Composite Sedation Score (0-20)

1. Position (0-4)

[0128] 0 Standing [0129] 1 Standing but staggers [0130] 2 Sternal head up [0131] 3 Sternal head down [0132] 4 Lateral head down

2. Palpebral Reflex (0-3)

[0133] 0 Normal [0134] 1 Slightly reduced [0135] 2 Weak [0136] 3 Absent

3. Position of the Eye (0-2)

[0137] 0 Middle [0138] 2 Turned down

4. Jaw and Tongue Relaxation (0-4)

[0139] 0 Normal, opens the jaws but resists manipulation of the tongue [0140] 1 Bites jaws together [0141] 2 Opens the jaws but strong resistance when tongue is pulled [0142] 3 Slight resistance when tongue is pulled [0143] 4 No resistance

5. Resistance to Positioning in Lateral Recumbency (0-3)

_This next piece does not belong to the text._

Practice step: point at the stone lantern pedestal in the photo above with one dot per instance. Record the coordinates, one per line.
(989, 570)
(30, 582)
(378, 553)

[0144] 0 Normal [0145] 1 Turns back to sternal position [0146] 2 Some resistance but stays in lateral recumbency [0147] 3 No resistance or the position is already lateral

6. General Appearance (0-4)

[0148] 0 Normal [0149] 1 Slightly tired, head drooping [0150] 2 Mild sedation, reacts clearly to surroundings [0151] 3 Moderate sedation, reacts slightly to surroundings [0152] 4 Deep sedation, no reaction to surroundings

[0153] In FIG. 3 the sedation scores (mean±CI95%) of dogs (n=7) treated with medetomidine (20 μg/kg IM, solid line), and medetomidine (20 μg/kg IM) and MK-467 (400 μg/kg IM) mixed in the same syringe (dotted line), at 0 min are presented. Atipamezole (100 μg/kg IM) was administered at 30 min (arrow). It can be seen that atipamezole reversed the medetomidine induced sedation when medetomidine was given alone or when given concomitantly with MK-467. However, when MK-467 was co-administered with medetomidine in the same syringe the resedation seen in dogs treated with medetomidine alone was prevented.

Example 3

[0154] Study with MK-467 and Detomidine when Administered as Oromucosal Gel in Sheep

[0155] The objective of the study is to evaluate the effect of MK-467 on the transmucosal absorption rate of detomidine when administered as oromucosal gel in sheep. The results will show that MK-467 incorporated in detomidine oromucosal gel increases the transmucosal absorption rate of detomidine, which will be detected by decreased time to maximum concentration (T.sub.max) and increased maximum plasma concentration of detomidine (C.sub.max).

[0156] Study design: Randomized, prospective, cross-over study with at least seven days wash-out period.

[0157] Animals: Three sheep

[0158] Methods: Each sheep will get two treatments:

[0159] 1. detomidine (50 μg/kg) oromucosal gel sublingually

[0160] 2. detomidine (50 μg/kg) oromucosal gel mixed with MK-467 (500 μg/kg) sublingually

[0161] Blood will be collected at 5, 10, 15, 20, 25, 30, 40, 50 and 60 minutes after drug administration, and plasma drug concentrations will be analysed with liquid chromatography and tandem mass spectrometry (LC/MS/MS). Maximum plasma concentration of detomidine (C.sub.max) and the time to maximum concentration (T.sub.max) will be calculated from the plasma detomidine concentration-time data.

[0162] The present invention has been described herein with reference to specific embodiments. It is, however clear to those skilled in the art that the invention may be varied within the bounds of the claims.